Known coverage gaps (v1 accepted)
| Field | Coverage | Why | Workaround |
|---|---|---|---|
SILVER.OWNER.name_raw | 74% nationally | County feeds in NJ, ME, NH, RI, CA Prop 13 partially redact owner names at the publishing layer. Cannot enrich — the data isn't published upstream. | Filter to name_raw IS NOT NULL for owner-keyed analytics; expect lower coverage in affected states. |
SILVER.TAX_RECORD.assessed_value_total = 0 | ~6.56M parcels in MD + ND | MD and ND county feeds publish TAV=0 for tax-exempt parcels (government, religious, nonprofit). | Filter assessed_value_total > 0 to exclude exempt parcels (usually the desired behavior). |
SILVER.PERMIT → SILVER.PARCEL FK | 73.9% resolves | Some MATCHED_PARCEL_ID values point to parcels in the wider CURATED.PARCEL_ENRICHED set (255.7M) that aren't in canonical SILVER.PARCEL (230M+) — see the INSURANCE-bundle wider-grain note above. | For full permit-to-parcel reach, use the legacy PROPRAVEN_PARCEL_INTELLIGENCE share (over PROPZILLA.CURATED). |
SILVER.PROPERTY.property_type_class normalization | MISMO codes verbatim | The normalized abbreviations (SFR / MF / CRE) ship in v1.1. Current values: SingleFamily, VacantLand, Commercial, Condominium, etc. | Filter on the MISMO values for now (see sample queries Q1, Q16). |
What we DO NOT include
Per v1 PII boundary (locked in plan §13):
- No DOB, SSN, email, phone, or device IDs on any individual
- No image data (parcel photos)
- No proprietary AVM (we expose source-county assessed values; customers run their own AVMs)

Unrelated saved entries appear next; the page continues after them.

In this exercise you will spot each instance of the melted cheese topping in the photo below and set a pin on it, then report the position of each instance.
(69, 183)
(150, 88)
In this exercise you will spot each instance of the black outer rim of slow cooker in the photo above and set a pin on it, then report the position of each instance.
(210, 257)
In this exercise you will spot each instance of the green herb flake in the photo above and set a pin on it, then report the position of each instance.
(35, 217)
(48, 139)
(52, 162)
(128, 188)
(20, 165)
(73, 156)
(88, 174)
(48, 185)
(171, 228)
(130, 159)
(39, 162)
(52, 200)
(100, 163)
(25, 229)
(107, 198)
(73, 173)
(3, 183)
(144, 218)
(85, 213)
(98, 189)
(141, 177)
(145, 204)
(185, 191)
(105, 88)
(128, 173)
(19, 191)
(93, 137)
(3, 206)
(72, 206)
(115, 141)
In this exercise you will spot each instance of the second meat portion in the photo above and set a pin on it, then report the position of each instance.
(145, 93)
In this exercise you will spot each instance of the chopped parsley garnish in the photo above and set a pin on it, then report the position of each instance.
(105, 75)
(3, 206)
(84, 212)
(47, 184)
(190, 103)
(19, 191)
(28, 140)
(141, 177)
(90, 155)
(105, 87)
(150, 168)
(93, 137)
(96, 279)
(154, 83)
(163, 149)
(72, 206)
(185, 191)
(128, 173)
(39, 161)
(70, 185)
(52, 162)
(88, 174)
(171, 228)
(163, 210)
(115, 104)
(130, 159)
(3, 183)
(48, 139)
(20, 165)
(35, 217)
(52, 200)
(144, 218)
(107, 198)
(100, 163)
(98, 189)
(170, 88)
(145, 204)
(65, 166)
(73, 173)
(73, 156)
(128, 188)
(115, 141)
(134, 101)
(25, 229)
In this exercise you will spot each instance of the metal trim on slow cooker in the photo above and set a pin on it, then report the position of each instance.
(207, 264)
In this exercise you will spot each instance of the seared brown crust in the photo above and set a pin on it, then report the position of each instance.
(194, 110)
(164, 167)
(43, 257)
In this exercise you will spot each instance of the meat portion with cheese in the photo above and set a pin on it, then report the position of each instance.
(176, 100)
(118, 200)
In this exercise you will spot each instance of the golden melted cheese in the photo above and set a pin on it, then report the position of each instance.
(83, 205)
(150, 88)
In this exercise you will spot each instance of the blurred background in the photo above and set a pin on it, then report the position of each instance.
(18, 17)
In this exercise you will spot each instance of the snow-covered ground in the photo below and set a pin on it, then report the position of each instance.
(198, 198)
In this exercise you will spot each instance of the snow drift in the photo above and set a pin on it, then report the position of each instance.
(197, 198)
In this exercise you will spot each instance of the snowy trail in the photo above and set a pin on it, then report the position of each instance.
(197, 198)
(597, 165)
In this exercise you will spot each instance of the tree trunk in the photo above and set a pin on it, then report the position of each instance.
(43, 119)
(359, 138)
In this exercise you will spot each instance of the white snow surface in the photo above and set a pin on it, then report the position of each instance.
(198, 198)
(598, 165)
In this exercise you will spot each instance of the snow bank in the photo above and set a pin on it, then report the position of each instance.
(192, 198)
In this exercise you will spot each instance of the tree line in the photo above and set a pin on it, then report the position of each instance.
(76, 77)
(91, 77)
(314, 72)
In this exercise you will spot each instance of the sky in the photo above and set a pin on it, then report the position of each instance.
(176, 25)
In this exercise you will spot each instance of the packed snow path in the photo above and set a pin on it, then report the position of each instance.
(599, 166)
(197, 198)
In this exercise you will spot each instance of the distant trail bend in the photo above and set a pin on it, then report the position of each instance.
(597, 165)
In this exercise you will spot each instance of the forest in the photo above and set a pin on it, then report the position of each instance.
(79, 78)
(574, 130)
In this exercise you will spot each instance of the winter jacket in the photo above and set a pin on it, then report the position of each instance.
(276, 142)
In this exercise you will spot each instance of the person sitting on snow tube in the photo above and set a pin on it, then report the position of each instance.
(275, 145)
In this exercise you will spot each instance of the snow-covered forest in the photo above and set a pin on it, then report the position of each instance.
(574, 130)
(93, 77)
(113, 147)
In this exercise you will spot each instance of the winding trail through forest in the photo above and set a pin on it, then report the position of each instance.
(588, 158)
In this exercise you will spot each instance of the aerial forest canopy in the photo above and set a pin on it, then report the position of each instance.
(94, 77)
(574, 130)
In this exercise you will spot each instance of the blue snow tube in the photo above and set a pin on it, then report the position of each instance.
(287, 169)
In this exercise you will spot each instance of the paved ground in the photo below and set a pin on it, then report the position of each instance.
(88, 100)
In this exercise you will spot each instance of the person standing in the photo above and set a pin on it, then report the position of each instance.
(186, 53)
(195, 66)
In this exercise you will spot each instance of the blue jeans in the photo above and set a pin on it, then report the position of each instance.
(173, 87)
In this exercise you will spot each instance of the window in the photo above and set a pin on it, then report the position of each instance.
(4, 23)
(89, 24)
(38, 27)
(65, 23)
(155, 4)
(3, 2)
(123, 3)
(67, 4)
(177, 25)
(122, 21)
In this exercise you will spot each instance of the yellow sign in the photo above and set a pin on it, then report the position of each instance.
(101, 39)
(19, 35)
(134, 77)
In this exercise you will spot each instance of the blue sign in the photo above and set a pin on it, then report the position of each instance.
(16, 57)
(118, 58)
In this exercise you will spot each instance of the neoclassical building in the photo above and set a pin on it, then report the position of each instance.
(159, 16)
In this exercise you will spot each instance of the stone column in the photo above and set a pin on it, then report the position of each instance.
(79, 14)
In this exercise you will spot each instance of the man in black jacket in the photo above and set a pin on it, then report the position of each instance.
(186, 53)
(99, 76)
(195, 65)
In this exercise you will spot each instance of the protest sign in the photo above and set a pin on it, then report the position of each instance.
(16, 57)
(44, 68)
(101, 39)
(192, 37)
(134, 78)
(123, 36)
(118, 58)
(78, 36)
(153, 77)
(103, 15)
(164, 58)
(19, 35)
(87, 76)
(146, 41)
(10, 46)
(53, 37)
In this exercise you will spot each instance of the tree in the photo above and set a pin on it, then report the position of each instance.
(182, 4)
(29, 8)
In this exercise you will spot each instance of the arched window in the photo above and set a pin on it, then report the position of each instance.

- No personal addresses for natural persons (only for entities)
Revisit each in v2 with legal review.
Data freshness SLA (v1)
| Tier | Refresh cadence |
|---|---|
| Ontology (PARCEL/PROPERTY/TAX_RECORD/PERMIT/OWNER/GEOGRAPHY/TRANSACTION/LOAN/ADDRESS + edges + signals) | MONTHLY |
| LENDING / SFR / CRE / GOVTECH bundles | MONTHLY |
| INSURANCE bundle (FEMA NRI annual; NFIP / NOAA quarterly) | QUARTERLY |
| BANKING_MARKETPLACE (FDIC SOD annual; analytics monthly) | MONTHLY |
Source data inherits its publishing cadence — county assessor rolls publish monthly to annually, federal data (FEMA / Census / FDIC) annually. The _LOADED_AT and _SOURCE_AS_OF columns expose actual freshness per row.
META.SOURCE_LINEAGE.last_refreshed_at shows when each entity last updated.
Versioning
Every row carries _resolution_version (e.g., v1.0.0-national). Pin queries to a version for reproducibility:
SELECT * FROM SILVER.OWNER WHERE _resolution_version = 'v1.0.0-national';
Major versions (v1 → v2) are breaking. Old major lives in a parallel listing for 90 days. Minor versions (v1.1) are additive — new entities, new columns, refined methodology — and don't break existing queries.